The ICCC-3 classification system was used to report cancer incidence rates in children and adolescents (2, 15). The most common cancers in this age group were leukemias, CNS tumors, and lymphomas. During 2008–2018, incidence rates for leukemias increased both among boys and girls of all racial and ethnic groups except for non-Hispanic AI/AN, incidence trends for which could not be calculated because of few cases. Specifically, incidence rates of lymphoid leukemias increased among non-Hispanic White, non-Hispanic API, and Hispanic children, whereas incidence rates of AML increased among non-Hispanic Black children. It has been reported that there is a notable peak in the incidence rates of ALL among children at the ages of 2 and 4 years in industrialized countries, which is particularly pronounced in White and Hispanic children compared with Black children in the United States (7, 22). In contrast to the rise in incidence, mortality rates in this age group decreased for ALL, AML, and other acute leukemia during 2009–2019, as previous studies reported that over the past 4 decades, the refinement of chemotherapy regimens for childhood ALL, utilizing improved combinations of predominantly the same agents, has achieved impressive remission rates of 90% to 100% (23). However, mortality rates for those leukemias, especially for ALL, were higher among adolescents compared with children, which could be partly attributed to the inferior prognosis of adolescents with ALL compared with younger children, as adolescent ALL is a disease entity distinct from its pediatric and adult counterparts (17).

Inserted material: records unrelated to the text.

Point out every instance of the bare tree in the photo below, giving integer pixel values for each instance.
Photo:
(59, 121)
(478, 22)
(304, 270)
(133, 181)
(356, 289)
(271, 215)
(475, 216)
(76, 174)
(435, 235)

Incidence rates of CNS tumors increased among children and adolescents during 2008–2018, driven by a rise in girls rather than boys. Consistent with previous findings, the most common subtype of CNS tumor was astrocytoma, with the highest incidence rates observed in non-Hispanic White individuals (7). Additionally, the incidence rates of astrocytoma continued to increase within this racial and ethnic group. While the incidence rates were highest in non-Hispanic White individuals, mortality rates for brain and other nervous system in non-Hispanic White and non-Hispanic Black children were similar (24). In addition, the death rates decreased in non-Hispanic White but remained stable in non-Hispanic Black and Hispanic children from 2009 through 2019. It was reported that non-Hispanic Black and Hispanic children diagnosed with malignant tumors had lower survival compared with their White counterparts, which could be partly attributed to limited access to optimal healthcare within these populations (25).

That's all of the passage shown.